Abstract

e13010 Background: Poor body composition metrics (BCM), such as high adiposity or low muscle mass, are associated with inferior cancer outcomes. Poly ADP-ribose polymerase inhibitors (PARPi) revolutionized the treatment of metastatic breast cancer (MBC) with germline BRCA mutation but can cause substantial toxicity. The recommended dose of PARPi is fixed and neither weight nor BCM are taken into consideration during initial prescription or during dose reductions. We aimed to investigate the association between BCM and toxicity and tolerability to PARPi in MBC patients. Methods: We identified all MBC patients treated with PARPi between 2015-2022 at Tel Aviv Sourasky Medical Center. Using computerized tomography (CT) images taken for the evaluation of disease burden, BCM such as: skeletal muscle area (SMA) and subcutaneous adipose tissue area (SAT), were measured at the level of the third lumbar (L3) vertebrae.
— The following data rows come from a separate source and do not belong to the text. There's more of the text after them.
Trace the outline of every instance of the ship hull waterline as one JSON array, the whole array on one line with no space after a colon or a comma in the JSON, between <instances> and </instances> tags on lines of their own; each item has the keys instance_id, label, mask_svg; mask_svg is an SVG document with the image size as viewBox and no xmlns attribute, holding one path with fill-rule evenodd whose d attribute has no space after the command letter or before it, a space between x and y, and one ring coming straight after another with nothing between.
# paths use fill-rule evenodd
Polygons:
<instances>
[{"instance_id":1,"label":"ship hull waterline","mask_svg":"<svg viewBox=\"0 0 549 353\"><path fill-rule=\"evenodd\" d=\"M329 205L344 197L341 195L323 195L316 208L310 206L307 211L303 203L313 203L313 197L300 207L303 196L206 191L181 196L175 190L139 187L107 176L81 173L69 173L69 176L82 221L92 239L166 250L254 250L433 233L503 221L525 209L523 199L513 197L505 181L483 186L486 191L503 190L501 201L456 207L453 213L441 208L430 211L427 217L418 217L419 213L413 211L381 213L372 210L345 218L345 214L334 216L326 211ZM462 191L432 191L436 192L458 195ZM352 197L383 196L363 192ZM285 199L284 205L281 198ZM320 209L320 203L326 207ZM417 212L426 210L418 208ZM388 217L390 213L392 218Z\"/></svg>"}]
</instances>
Low SMA was defined as < 107.2 cm2 and low SAT was defined as < 190 cm2. Receiver operating characteristic (ROC) curves were used to define these thresholds. Sarcopenia was defined as skeletal muscle index (SMI = SMA/height2) < 41 based on literature. Fisher exact tests and Mann-Whitney U tests were used for statistical analyses. Results: We identified 30 patients with MBC who were treated with PARPi and met the study requirements at a median age of 54 (range 29-87). Median duration of PARPi treatment was 214 days (range 35-921). Among them, 19 (63%) were sarcopenic, 22 (73%) had low SMA, 10 (33%) had low SAT and 17 (57%) suffered from Grade 2-4 adverse events (AE). Patients with sarcopenia had non-significantly more Grade 3-4 AE (42% vs. 18%) and more dose reduction or dose delay events (42% vs. 27%) compared to non-sarcopenic patients. Patients with low SMA had borderline significantly more Grade 3-4 AE, dose reduction or dose delay events (55% vs. 13%, p = 0.065), compared to patients with high SMA. Patients with low SAT had significantly more Grade 3-4 AE (60% vs 20%, P = 0.036), compared to patients with high SAT. Moreover, patients with Grade 2-4 AE had significantly lower SAT compared with patient with < Grade 2 AE (median 183 vs. 298 cm2, p = 0.008). Conclusions: Our study implies an association between BCM and PARPi toxicity and tolerability. Skeletal muscle mass and adipose tissue may be taken into consideration in PARPi treatment and dosing decisions. A larger study is needed to further examine this hypothesis.